NOUVELLE / LA BALLADE DE SIMON NULLEPART
Par Phillipe Ayraud. "How does it feel,
How does it feel,
To be on your own
With no direction home
Like a complete unknown
Like a rolling stone…"
Bob Dylan, Like a rolling stone
Simon Nullepart erre dans les couloirs du métro un peu hagard vagu'ment parano au moindre bruit il sursaute mais c'est rien qu'la vie qui l'entoure l'enlace et le dépiaute ; lentement en prenant bien son temps, un peu comme le ferait un chat d'une souris.
Propulsé par la masse des petites vies pressées d'aller se faire baiser en beauté et au boulot il passe et repasse sans même le voir devant un guitariste allumé qui balance à pleins watt à la foule qui s'en balance un vieux standard de Bob Dylan Mais où vont ces files ces sans domiciles cette foule sans nom ces exclus que l'on foule toutes ces épaves qui croulent dans un monde qui s'écroule sous des pierres qui roulent ôôôh… Ce matin à l'A.N.P.E. on lui a dit qu'on recrutait chez les keufs mais pas question d'être un képi, être dans un car un carrefour, faire la circulation, se faire traiter de con par tous les beaufs, les abrutis et même les autres plus subtils la Gauche Petit Four qui disserte sur sa perte d'identité et qui ne rêve que de l'encarter non merci très peu pour lui.
Au pied de l'escalier elle est là elle est belle, il a été surpris par ses yeux bleu-gris on dirait la mer qui s'étale sur ces aquarelles de cartes postales qu'il n'a jamais envoyées parc'que la mer il n'y a jamais mis les pieds même pas trempette ou week-end bronzette par contre les deux pieds dans la merde ça y pourrait raconter mais ça intéresserait qui je vous le demande un peu où plutôt non y demande rien parc'que même ça hein, ça mène à quoi ?
A ce stade du récit où il s'arrête et je continue ou il continue le chemin et c'est moi qui m'arrête et ça m'arrangerait parce que je ne sais pas non plus très bien où je vais avec cette histoire qui ne peut pas en être une j'aurais préféré Amour Gloire et Beauté comme on dit sur la Une.
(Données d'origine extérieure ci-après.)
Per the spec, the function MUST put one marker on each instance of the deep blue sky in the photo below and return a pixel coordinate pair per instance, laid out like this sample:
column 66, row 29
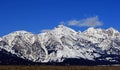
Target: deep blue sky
column 36, row 15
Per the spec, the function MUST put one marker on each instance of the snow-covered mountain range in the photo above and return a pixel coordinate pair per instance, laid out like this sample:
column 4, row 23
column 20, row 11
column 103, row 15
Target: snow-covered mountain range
column 63, row 42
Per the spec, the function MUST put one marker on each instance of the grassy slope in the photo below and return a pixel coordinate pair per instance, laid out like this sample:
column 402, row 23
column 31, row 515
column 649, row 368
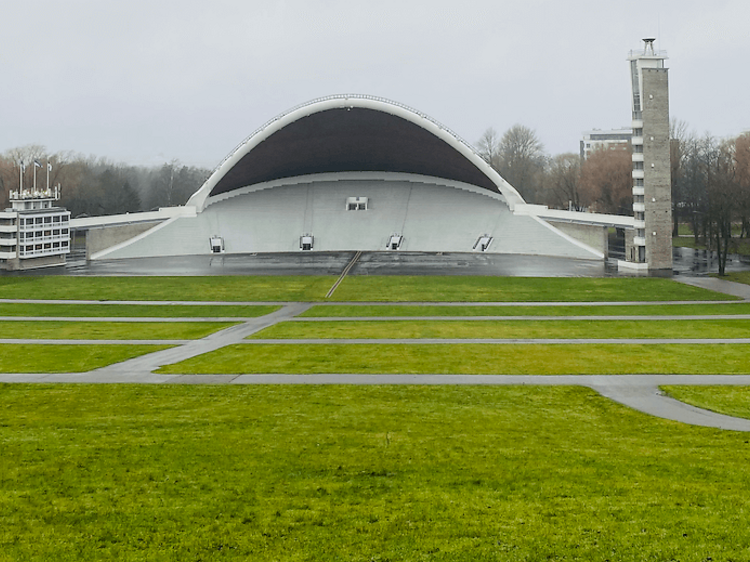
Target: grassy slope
column 517, row 289
column 509, row 329
column 280, row 288
column 342, row 310
column 62, row 330
column 361, row 473
column 532, row 359
column 40, row 358
column 729, row 400
column 102, row 310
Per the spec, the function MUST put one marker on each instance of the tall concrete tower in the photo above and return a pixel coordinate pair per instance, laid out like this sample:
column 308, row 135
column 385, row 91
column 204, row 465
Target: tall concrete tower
column 652, row 184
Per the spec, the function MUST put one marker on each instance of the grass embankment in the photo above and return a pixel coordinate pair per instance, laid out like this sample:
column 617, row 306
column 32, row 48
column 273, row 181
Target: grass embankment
column 219, row 288
column 518, row 289
column 390, row 288
column 103, row 310
column 508, row 329
column 66, row 330
column 478, row 359
column 361, row 473
column 729, row 400
column 40, row 358
column 364, row 310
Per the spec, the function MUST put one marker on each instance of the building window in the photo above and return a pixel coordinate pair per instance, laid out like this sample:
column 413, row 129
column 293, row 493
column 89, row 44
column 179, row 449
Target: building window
column 356, row 203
Mais on se demande quand même pourquoi il continuerait Simon sinon au nom d'une logique un peu bizarre d'un principe que résume bien cette expression à la con la vie continue the show must go on pendant qu't'y es où pour quoi comment no comment cherche pas, va ! Et va de l'avant et paradoxalement pour aller de l'avant dans la situation susmentionnée il faut qu'il s'arrête.
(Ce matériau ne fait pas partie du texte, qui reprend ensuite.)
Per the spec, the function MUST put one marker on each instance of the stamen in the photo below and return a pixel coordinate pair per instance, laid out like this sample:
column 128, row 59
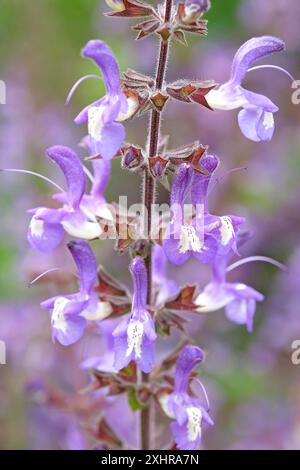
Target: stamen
column 264, row 259
column 33, row 173
column 276, row 67
column 194, row 422
column 198, row 381
column 135, row 334
column 76, row 85
column 48, row 272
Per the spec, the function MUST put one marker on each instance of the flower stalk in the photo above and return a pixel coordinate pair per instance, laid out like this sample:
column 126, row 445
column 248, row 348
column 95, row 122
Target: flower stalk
column 149, row 188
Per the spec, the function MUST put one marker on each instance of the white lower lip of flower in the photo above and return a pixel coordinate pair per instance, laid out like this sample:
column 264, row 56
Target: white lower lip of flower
column 102, row 311
column 217, row 99
column 37, row 227
column 194, row 423
column 131, row 110
column 268, row 121
column 116, row 5
column 163, row 401
column 86, row 230
column 104, row 212
column 58, row 320
column 95, row 122
column 189, row 240
column 226, row 230
column 135, row 333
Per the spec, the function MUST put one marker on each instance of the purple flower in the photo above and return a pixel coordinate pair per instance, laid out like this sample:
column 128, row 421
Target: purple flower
column 106, row 135
column 187, row 411
column 117, row 5
column 47, row 226
column 69, row 313
column 256, row 119
column 135, row 335
column 166, row 287
column 203, row 235
column 196, row 6
column 95, row 203
column 238, row 299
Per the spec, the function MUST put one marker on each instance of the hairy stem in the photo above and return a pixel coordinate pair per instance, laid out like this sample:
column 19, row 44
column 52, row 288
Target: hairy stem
column 149, row 190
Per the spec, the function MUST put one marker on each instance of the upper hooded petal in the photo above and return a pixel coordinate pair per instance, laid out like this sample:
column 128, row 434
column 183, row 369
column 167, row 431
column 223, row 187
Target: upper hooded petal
column 102, row 55
column 251, row 51
column 189, row 358
column 72, row 169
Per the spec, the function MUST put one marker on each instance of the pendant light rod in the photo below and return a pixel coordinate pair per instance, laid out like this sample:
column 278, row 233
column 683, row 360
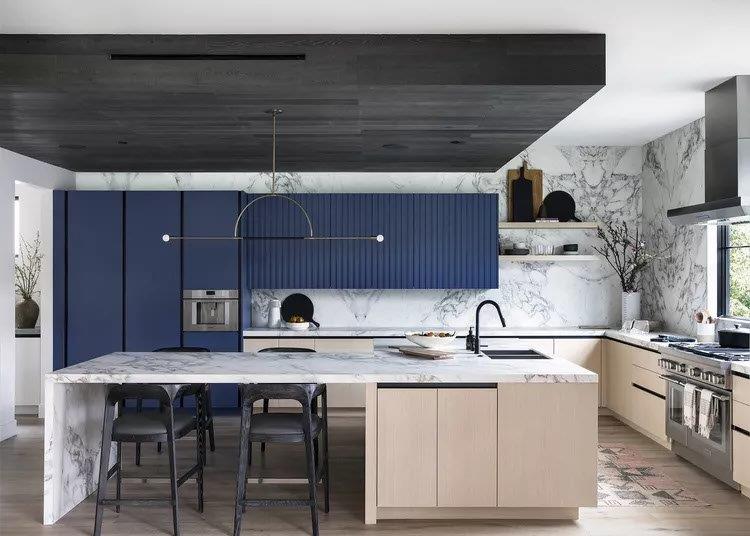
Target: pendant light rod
column 311, row 236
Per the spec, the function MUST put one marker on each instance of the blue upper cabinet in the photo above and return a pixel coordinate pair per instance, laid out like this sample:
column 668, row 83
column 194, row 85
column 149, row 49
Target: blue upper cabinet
column 152, row 271
column 94, row 274
column 210, row 264
column 431, row 241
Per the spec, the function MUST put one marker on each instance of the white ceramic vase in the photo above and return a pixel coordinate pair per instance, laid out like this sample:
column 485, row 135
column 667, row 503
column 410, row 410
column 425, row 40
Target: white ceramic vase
column 631, row 306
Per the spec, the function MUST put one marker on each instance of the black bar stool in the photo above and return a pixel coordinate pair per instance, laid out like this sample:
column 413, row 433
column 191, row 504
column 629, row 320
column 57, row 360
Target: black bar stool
column 208, row 410
column 164, row 426
column 284, row 428
column 288, row 350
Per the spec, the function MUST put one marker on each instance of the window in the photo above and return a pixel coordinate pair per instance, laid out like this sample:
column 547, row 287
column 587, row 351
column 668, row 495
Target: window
column 17, row 225
column 734, row 270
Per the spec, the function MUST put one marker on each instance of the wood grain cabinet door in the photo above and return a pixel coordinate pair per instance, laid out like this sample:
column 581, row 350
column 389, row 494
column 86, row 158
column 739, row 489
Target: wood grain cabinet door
column 584, row 352
column 547, row 445
column 467, row 447
column 407, row 447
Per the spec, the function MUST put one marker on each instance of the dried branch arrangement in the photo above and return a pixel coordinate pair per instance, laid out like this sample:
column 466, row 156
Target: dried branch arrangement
column 625, row 252
column 28, row 267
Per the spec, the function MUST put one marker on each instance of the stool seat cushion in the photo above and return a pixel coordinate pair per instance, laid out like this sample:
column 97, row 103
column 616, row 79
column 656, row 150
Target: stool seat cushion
column 281, row 424
column 150, row 423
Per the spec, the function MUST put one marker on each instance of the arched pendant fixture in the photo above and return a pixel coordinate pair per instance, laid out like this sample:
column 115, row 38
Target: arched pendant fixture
column 311, row 234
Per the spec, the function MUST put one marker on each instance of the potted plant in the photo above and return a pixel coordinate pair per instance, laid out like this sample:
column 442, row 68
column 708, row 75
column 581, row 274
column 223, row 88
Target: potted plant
column 28, row 268
column 627, row 254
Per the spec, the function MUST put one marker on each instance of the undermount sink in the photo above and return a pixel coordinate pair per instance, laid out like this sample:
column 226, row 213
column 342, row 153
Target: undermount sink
column 514, row 354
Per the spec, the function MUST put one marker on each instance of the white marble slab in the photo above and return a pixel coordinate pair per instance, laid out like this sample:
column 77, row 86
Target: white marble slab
column 380, row 366
column 385, row 332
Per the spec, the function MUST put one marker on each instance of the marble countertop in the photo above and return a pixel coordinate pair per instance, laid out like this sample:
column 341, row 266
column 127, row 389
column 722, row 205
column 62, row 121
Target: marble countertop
column 383, row 365
column 386, row 332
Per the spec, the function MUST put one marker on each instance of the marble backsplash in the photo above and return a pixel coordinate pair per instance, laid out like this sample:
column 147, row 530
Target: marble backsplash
column 673, row 176
column 604, row 181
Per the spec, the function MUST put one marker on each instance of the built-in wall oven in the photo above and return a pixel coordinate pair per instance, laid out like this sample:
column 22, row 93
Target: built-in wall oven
column 713, row 453
column 210, row 310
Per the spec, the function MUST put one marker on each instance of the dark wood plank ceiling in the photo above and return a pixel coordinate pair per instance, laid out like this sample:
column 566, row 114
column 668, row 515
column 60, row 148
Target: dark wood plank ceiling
column 351, row 102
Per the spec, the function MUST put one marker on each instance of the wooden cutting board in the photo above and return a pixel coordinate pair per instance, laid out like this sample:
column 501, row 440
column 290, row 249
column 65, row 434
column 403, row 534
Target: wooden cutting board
column 427, row 353
column 536, row 177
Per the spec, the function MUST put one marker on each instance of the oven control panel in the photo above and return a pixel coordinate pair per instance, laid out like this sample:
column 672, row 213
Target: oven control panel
column 707, row 376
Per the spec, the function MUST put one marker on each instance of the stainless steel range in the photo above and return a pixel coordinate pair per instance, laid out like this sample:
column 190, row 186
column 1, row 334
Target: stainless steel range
column 706, row 367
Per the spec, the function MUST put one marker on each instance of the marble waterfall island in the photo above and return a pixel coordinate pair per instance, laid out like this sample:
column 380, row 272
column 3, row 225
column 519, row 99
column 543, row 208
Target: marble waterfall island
column 521, row 406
Toutes ces digressions ont eu au moins le mérite de laisser se mettre en place l'action qui maintenant se précipite. Simon s'apprête à aborder les yeux bleu-gris. Elles dansent dans sa tête les entrées en matière, ça va du " vous marinez du hareng ? " comme il avait dragué son ex, celle qui l'a plaquée pour un p'tit chef (de chantier), à la supplique boy-scout tendance Saint-Ex " S'il te plait, dessine moi un mouton ". Mais on a beau s'appeler Simon Nullepart, on est quand même à la croisée du hasard et de la nécessité et c'est sans vergogne qu'il balance à la môme qui brusquement s'est figée quelques vers de Lavilliers (Bernard) :
" Oh mon amour emporte moi
Emporte moi loin de la zone
Vers des pays lointains
Vers des pays tranquilles
Vers des pays… dociles ! "
Il s'attend à tout Simon, à l'air dégoûté au sourire pincé laisse moi passer connard et continue ton ch'min, à la main sur la figure ça s'rait quand même un peu dur mais certainement pas au cran d'arrêt qui jaillit du bras de la madone et qui lui tranche l'aorte d'un geste aussi vif qu'un maire de Vitrolles foutant le délégué syndical à la porte.
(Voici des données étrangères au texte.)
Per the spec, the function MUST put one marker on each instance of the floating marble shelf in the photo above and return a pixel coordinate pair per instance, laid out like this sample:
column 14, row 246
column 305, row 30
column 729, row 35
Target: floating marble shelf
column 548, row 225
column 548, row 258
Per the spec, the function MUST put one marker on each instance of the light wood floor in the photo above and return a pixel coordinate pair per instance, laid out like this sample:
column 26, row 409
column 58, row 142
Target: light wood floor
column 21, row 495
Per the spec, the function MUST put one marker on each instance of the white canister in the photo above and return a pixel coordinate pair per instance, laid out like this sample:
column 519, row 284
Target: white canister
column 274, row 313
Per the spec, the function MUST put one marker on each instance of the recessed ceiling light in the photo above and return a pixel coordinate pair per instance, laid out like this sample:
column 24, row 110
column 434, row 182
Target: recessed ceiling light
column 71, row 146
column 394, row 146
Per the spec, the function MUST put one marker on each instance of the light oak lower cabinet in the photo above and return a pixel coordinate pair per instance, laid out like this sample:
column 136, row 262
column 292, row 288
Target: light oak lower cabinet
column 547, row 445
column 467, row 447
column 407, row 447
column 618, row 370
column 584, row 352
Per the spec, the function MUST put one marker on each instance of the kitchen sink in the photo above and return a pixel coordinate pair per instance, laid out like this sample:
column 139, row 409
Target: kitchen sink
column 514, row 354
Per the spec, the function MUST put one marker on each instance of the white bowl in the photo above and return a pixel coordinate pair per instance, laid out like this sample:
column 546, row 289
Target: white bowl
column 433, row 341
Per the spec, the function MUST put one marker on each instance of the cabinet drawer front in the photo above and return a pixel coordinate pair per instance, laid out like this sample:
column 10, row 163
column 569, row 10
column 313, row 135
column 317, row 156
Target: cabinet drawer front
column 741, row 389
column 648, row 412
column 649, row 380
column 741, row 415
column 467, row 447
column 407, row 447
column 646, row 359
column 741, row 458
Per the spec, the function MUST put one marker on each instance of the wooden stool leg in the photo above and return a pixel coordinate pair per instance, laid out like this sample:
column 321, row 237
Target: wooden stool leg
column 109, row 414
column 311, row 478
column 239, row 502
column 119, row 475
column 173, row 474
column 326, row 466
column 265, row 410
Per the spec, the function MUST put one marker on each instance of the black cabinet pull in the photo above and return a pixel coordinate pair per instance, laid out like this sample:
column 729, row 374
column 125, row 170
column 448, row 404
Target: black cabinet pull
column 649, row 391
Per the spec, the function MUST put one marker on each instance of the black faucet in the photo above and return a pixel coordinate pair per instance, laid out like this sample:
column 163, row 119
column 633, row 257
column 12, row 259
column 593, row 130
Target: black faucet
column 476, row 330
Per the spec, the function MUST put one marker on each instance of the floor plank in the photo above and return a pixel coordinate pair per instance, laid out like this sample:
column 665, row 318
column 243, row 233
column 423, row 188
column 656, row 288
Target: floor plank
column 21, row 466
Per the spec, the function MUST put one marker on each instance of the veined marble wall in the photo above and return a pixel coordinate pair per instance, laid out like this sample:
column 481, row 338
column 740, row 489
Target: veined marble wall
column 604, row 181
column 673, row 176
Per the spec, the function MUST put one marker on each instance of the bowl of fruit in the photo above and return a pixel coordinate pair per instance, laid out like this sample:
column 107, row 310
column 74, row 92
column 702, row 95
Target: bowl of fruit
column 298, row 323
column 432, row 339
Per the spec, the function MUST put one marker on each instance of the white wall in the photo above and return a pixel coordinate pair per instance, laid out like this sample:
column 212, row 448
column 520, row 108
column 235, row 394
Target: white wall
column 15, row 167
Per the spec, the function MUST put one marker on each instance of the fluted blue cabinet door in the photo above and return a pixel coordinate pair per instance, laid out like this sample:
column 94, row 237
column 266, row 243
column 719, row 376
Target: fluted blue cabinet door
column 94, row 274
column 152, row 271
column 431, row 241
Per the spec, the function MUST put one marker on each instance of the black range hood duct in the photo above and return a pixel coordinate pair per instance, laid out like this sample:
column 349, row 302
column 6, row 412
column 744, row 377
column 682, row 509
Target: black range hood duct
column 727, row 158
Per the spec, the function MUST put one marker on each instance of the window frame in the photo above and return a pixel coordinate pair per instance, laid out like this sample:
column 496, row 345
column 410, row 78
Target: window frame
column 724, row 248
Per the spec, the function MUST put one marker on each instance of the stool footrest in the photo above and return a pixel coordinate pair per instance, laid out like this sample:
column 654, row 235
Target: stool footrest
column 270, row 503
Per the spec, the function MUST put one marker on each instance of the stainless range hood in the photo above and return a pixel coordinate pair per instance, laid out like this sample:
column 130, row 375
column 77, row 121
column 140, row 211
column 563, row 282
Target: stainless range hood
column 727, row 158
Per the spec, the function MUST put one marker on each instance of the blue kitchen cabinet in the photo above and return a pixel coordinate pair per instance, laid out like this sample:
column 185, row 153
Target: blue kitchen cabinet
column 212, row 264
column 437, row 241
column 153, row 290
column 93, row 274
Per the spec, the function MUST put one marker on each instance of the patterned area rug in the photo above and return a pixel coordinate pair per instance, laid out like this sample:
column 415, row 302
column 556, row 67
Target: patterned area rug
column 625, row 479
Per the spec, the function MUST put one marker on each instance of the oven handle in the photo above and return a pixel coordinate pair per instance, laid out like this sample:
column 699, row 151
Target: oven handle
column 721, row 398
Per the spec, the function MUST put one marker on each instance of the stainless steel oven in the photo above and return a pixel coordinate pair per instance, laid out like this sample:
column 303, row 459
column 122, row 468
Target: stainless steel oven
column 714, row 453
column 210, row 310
Des infirmiers en blouse surgissent sur le quai du métro et prennent gentiment par l'épaule une jeune fille au teint pâle et au regard hagard vagu'ment parano. Tandis qu'on l'emmène des képis de Police Secours tentent vainement de porter secours à Simon Nullepart qui se dit mais c'est un peu tard qu'il aurait peut-être dû ce matin à l'A.N.P.E. accepter de passer ses journées dans un car ça lui aurait peut-être évité de repartir ce soir dans le même genre de fourgon mais conduit par des pompiers.